Figuring out the next enriched script[edit]

Rationale. The idea is to select the enriched script with highest precedence. If there are several enriched scripts with the same precedence and this precedence is a singleton, then select an order based on grouping.

I call a transformer universal if it is marked as :universal true and the "universal precedence" is known to be less than or equal than the precedence of this transformer.

  1. Assign to variable available_chains the set of finite sequences of enriched scripts such that:
    1. the set of source namespaces of the next enriched script is superset of the set target namespaces of the previous enriched script;
    2. the set of source namespaces of the first enriched script intersects the set of namespaces of the current XML document.
    3. the set of target namespaces of the last enriched script intersects the set of target scripts of the current automatic transformer or the latest enriched script is universal.
    4. (in addition to two above rules) the sequence is not a subsequence of other available chain (Consequently transformers having the same source and target should be skipped. Remark: Such transformers nevertheless may be useful as user-specified transformers.)
  2. If available_chains is empty set, then there is no next enriched script.
  3. If there is is a nonzero number of paths in available_chains which are entirely in the set of executed scripts, assign available_chains the set of such paths.
    1. Optionally (TODO: add to user options) if there is more than one first steps of such executed scripts, give a warning or an error.
  4. Choose an enriched script among first transformers of in available_chains with the highest precedence.
  5. Disable "all other namespaces". in the generalized queue. [FIXME: Explain: What are "all other namespaces". Also: What to disable if a namespace is both in the current XML document and in other (in seeAlso or e.g. in a destination of a transformer)?]
  6. If there is no first transformer of in available_chains with the highest precedence, then load the next asset and repeat. If there is no next asset, fail with an error.
  7. Enable all element in the generalized queue again.
  8. If there are several such enriched scripts and their precedence is a singleton class, choose the enriched script for which there exists an available chain with highest minimal preservance and among them of the highest priority (see below). Note that only the first element of the chain is actually used, the rest are for calculation of priorities only. If the first elements of the chains are not a known member of to some known singular precedence, then terminate transforming or at least give a warning and choose the script with the first script of the highest priority chain.
  9. Add the chosen enriched script to the digraph of used enriched scripts.

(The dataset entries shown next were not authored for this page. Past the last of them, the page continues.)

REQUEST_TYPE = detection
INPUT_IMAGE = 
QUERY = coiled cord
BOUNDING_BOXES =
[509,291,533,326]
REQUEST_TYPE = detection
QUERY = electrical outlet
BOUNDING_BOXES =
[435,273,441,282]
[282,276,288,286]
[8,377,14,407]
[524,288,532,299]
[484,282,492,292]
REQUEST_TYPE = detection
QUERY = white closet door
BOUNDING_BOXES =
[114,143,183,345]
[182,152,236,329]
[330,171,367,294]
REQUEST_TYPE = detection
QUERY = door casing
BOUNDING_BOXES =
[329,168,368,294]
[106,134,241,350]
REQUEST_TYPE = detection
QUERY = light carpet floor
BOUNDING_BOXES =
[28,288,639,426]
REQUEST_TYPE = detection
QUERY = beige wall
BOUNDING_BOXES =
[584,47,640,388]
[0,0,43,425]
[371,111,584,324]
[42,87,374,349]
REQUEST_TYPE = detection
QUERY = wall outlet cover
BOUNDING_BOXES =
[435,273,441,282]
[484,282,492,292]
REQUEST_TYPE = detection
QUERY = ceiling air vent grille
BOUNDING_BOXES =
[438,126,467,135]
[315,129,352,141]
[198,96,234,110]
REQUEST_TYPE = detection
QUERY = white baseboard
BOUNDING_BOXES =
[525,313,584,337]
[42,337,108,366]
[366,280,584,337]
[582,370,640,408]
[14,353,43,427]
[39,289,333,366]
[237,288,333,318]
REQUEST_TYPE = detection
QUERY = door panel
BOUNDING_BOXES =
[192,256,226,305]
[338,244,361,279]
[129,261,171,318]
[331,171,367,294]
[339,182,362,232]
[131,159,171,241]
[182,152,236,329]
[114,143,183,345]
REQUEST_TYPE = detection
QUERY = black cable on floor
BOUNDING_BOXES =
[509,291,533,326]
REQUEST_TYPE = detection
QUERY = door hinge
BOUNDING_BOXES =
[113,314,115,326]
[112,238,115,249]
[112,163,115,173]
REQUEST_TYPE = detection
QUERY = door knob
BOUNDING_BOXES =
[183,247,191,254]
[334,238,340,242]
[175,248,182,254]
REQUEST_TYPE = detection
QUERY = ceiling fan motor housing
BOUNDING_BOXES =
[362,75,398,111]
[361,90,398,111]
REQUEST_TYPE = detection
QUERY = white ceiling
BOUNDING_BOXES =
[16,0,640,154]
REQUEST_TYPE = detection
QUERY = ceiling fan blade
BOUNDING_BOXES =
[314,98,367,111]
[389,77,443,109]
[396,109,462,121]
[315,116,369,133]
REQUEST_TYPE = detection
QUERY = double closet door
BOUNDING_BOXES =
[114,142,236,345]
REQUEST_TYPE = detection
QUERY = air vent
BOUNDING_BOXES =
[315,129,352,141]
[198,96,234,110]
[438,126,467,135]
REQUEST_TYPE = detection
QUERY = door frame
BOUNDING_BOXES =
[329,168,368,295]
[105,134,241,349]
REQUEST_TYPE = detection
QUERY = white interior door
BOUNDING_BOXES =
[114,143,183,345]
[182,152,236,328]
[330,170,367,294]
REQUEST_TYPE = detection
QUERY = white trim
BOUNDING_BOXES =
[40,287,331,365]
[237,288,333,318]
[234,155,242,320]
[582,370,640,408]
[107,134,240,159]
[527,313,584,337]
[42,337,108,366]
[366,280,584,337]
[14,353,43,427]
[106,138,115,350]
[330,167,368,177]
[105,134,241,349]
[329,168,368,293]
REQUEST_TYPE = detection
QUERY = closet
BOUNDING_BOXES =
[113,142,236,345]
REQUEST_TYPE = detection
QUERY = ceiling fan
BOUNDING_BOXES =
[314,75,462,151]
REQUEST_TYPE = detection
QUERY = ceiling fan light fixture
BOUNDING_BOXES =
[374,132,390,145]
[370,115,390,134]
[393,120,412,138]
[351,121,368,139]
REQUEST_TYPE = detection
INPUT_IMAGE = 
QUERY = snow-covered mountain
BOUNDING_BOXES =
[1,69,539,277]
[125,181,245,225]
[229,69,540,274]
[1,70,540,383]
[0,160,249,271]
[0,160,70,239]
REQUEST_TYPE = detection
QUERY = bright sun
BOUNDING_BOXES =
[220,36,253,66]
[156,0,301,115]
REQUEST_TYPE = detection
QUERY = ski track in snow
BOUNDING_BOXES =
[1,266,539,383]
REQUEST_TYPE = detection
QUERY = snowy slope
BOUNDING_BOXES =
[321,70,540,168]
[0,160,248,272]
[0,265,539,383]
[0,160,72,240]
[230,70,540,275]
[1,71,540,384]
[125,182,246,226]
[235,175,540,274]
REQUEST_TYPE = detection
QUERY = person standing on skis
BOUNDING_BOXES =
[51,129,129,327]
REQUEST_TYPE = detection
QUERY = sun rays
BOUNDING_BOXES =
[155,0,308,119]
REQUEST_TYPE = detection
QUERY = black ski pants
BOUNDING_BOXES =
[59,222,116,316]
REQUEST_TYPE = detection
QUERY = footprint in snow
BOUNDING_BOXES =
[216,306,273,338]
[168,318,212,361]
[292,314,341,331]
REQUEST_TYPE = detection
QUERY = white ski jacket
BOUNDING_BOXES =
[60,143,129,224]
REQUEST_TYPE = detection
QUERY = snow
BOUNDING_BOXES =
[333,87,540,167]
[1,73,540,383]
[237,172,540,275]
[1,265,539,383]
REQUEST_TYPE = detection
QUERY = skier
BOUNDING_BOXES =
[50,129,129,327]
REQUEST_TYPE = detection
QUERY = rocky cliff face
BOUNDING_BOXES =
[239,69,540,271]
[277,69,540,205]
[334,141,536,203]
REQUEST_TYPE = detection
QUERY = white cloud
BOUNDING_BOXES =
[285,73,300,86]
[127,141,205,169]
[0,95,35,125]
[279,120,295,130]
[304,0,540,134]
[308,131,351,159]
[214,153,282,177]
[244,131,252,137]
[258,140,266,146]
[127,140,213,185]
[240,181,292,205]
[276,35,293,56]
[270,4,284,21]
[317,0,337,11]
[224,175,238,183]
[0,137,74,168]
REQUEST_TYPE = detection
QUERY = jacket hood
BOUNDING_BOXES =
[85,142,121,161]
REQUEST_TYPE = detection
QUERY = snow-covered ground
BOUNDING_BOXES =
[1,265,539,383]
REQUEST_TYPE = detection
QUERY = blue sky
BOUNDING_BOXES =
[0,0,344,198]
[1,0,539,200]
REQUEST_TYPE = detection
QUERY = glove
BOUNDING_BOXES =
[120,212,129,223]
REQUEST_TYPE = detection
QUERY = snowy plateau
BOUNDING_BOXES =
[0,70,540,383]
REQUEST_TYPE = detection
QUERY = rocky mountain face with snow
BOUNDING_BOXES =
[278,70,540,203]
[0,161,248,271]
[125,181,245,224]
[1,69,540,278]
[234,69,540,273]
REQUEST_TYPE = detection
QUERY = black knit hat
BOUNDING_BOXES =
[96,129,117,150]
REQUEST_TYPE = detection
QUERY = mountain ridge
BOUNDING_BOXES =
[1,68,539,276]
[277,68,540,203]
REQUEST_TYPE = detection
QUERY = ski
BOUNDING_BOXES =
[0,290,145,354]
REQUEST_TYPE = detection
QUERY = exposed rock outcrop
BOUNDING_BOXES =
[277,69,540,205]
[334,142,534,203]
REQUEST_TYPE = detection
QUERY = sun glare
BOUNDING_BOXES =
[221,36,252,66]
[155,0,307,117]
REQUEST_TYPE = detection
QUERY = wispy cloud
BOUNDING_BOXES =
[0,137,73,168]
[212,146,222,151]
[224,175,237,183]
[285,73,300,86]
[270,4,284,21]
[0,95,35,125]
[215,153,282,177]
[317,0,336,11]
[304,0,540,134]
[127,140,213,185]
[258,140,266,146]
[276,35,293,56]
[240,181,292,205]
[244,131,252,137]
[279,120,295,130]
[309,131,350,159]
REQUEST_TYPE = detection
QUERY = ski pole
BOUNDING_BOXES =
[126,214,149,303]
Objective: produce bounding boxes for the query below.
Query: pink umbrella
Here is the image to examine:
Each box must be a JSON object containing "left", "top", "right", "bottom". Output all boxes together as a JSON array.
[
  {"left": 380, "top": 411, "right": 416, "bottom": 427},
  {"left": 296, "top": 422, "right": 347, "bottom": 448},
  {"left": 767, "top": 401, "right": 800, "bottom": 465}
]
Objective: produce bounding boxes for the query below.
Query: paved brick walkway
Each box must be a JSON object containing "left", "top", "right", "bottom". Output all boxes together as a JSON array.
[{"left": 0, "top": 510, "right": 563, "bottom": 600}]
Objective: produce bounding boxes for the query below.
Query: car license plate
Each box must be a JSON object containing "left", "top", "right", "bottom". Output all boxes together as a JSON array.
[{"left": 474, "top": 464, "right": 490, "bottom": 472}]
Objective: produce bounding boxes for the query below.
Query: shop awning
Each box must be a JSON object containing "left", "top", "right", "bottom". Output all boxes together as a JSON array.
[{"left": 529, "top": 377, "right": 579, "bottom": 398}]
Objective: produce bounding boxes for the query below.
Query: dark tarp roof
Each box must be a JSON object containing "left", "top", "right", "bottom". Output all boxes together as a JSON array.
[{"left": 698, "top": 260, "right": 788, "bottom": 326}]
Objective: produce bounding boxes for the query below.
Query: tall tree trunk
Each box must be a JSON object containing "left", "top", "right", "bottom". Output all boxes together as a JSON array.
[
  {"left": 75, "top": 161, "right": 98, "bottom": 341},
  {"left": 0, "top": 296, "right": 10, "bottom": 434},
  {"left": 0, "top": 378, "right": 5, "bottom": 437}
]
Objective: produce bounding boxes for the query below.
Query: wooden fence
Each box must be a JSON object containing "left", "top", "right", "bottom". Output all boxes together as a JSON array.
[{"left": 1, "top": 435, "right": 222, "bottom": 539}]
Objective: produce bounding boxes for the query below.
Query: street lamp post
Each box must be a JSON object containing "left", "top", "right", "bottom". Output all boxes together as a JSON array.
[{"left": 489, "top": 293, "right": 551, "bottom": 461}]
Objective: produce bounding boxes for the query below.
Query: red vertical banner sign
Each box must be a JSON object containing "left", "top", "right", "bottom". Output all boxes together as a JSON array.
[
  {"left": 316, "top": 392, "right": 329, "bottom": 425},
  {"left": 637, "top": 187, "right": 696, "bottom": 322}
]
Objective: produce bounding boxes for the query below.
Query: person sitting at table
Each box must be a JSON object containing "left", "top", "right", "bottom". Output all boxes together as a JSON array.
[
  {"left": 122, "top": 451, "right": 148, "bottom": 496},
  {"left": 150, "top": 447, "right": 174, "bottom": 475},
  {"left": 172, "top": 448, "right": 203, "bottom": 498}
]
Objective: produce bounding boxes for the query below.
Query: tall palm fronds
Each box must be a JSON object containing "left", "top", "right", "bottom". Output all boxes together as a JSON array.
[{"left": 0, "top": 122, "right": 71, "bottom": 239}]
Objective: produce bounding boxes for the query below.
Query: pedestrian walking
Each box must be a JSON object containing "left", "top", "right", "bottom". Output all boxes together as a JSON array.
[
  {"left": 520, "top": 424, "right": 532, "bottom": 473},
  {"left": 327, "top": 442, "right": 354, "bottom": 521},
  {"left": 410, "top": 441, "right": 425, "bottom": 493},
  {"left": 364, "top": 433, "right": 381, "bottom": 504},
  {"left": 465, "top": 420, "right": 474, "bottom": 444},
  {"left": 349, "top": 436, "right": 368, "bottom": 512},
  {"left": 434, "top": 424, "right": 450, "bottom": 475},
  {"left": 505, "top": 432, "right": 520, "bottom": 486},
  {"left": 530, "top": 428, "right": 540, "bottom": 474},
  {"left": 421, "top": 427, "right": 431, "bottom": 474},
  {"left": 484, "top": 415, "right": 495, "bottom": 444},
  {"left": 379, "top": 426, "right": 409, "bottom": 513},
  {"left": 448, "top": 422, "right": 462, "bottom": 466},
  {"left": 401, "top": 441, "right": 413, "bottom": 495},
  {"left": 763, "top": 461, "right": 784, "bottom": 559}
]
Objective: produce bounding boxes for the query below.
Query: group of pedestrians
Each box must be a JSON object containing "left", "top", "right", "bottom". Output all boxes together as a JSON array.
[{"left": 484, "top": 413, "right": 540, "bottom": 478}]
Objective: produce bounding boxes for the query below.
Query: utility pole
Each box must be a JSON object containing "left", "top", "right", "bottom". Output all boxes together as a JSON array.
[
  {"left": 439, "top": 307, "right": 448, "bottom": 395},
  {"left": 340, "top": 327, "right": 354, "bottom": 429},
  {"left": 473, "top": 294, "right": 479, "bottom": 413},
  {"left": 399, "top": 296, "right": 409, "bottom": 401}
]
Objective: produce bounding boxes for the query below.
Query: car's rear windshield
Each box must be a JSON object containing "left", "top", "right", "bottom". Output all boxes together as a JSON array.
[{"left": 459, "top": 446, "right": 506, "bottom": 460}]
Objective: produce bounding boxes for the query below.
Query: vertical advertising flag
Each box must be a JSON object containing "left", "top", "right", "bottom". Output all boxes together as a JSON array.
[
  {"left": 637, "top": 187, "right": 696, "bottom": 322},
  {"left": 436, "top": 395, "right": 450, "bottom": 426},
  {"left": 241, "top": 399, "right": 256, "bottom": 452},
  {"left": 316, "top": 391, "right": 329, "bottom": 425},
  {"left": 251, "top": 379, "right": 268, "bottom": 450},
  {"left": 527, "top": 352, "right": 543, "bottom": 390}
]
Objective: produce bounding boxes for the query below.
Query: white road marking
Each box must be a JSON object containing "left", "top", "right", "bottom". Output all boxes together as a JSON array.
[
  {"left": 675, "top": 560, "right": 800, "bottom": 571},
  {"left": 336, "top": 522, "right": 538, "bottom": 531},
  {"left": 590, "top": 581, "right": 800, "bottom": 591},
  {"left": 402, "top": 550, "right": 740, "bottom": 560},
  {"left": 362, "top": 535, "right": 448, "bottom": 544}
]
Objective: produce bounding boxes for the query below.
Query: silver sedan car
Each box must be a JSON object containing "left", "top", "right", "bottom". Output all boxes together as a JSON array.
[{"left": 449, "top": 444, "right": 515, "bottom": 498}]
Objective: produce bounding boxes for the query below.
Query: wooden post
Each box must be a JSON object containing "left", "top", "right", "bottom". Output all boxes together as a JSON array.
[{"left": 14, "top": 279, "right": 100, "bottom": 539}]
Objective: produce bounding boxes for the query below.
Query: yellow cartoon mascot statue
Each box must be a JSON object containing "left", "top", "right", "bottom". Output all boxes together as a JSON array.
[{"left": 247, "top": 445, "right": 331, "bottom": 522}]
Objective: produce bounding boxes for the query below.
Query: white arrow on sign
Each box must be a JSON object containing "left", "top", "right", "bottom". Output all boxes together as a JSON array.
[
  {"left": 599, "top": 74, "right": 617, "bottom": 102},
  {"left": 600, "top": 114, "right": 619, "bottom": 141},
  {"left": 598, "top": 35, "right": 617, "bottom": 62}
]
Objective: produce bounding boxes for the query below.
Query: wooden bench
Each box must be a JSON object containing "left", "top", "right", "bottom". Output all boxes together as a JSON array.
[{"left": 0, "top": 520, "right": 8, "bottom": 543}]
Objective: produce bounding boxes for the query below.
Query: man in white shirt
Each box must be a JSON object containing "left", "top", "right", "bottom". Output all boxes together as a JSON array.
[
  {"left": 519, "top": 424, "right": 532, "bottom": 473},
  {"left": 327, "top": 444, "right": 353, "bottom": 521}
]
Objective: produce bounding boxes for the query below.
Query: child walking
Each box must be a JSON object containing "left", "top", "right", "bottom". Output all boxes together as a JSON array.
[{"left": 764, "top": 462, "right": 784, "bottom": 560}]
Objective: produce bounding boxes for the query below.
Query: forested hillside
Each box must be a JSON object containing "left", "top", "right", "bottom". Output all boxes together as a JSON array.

A sequence of enriched scripts is built in order to elaborate a transformation in the best way. The sequence is characterized by priority which should be minimized. The priority may be calculated taking into account preservance (), stability (), and preference () of scripts. Possible formulas for priority which may (but is not required) be used to choose a path:

TODO: Require .

Rationale: Highest preservance is taken as minimum among the path to surely factor out tag stripping transformations (such as HTML -> plain text) even if competing with many steps of transformations with higher preservances.

Remark: If an enriched script in the chain duplicates has the same source and target as an earlier used transformation, then use the earlier used enriched script. (Rationale: Keep consistency.)

The chosen sequence of enriched scripts must have no cycles.

If it is unable to determine the next enriched script in the precedence order, then the processor should either give an error, or give a warning and choose the order arbitrarily.

Automatic transformation process[edit]

Automatic transformation consists of applying to the source document every script in turn, as described by the below algorithm.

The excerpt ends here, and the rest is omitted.